O Brasil amarga índices indecentes em todas as áreas. Metade da população não tem rede de esgoto e só 38% do coletado recebe tratamento. Está entre os líderes de desigualdade, com números de arrepiar até o capeta: 1% concentra 28,3% da renda nacional, 52,5 milhões (25,3%) vivem na miséria e outros 13,5 milhões (6,5%) na extrema pobreza.

Sétima economia mundial é uma posição que deveria se reverter em pelo menos um mínimo de dignidade para quem vive no país. Qual o que. Na educação, responsável número principal pelo sucesso dos países com melhores Índices de Desenvolvimento Humano (IDH), melhor distribuição de renda (PINI) e pouquíssimos homicídios (OMS), a performance brasileira é um completo desastre. Não só pelas baixíssimas notas do Pisa, mas pela barafunda que Bolsonaro patrocina na pasta, com um ministro que, além de se preocupar mais em interpretar esquetes como o vexaminoso “cantando na chuva”, não domina nem mesmo o básico da língua pátria.
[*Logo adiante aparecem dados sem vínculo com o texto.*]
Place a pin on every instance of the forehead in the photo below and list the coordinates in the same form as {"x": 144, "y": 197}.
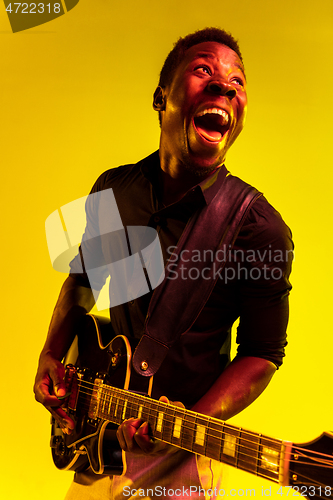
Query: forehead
{"x": 215, "y": 52}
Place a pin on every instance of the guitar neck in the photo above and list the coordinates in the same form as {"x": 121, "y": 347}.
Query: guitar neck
{"x": 194, "y": 432}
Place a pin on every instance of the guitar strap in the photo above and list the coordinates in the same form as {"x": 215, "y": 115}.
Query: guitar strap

O senhor Weintraub teve o desplante de, em pleno rolo com o Enem, que espalhou injustiça e insegurança para milhões de jovens, indicar um criacionista convicto para a Coordenação de Aperfeiçoamento de Pessoal de Nível Superior (Capes). O governo Bolsonaro é uma tragédia. Criacionista, terraplanista e adepto da abstinência sexual, transformada em política pública pela ministra pregadora Damares Silva. É com essa plataforma que é formado o jovem brasileiro que Bolsonaro prepara para o mundo, preferencialmente formado em escola militar.

Os absurdos são de tal ordem que o ministro astronauta Marcos Pontes foi escorraçado nas redes por postar uma imagem da NASA para “provar” que a Terra não é plana. Isso na segunda década do século 21, em que jovens sul-coreanos de 15 anos estão discutindo física quântica e inteligência artificial. Os daqui, condenados ao terraplanismo.

Restaria o combate à corrupção, em cima disso Bolsonaro se elegeu e prometeu acabar com todos os corruptos, como sempre fazem os populistas de todas as extrações. Pois, bem. O governo Bolsonaro tem sido o cão que late e não morde. Late muito. E só. O presidente cria estratagemas diários para proteger a prole. Puxadinhos como a mudança do antigo Coaf para o Banco Central, a suspensão de investigações e o meio ano de trapalhadas do presidente do STF, Dias Toffoli, para protelar entendimentos em benefício do filho 01.

O “herói”, anjo vingador, algoz de Lula, Sérgio Moro, ex-juiz da Lava-Jato que detonou todas as estruturas políticas estabelecidas no país, abrindo caminho para a ascensão do baixo clero encabeçado pela direita rude e ignara, virou ministro da Justiça e emudeceu. Até agora nada fez que contribua para reduzir a percepção de país corrupto captada pela Transparência Internacional.

Enquanto isso o presidente dedica seu tempo em colher likes nas redes sociais, em alucinações e conspirações, na guerrilha contra um comunismo que não tem mais sobreviventes. Em enxovalhar jornalistas e outros desafetos. Cria uma crise por dia para esconder a do dia anterior. É o inferno. Como chegamos a este ponto?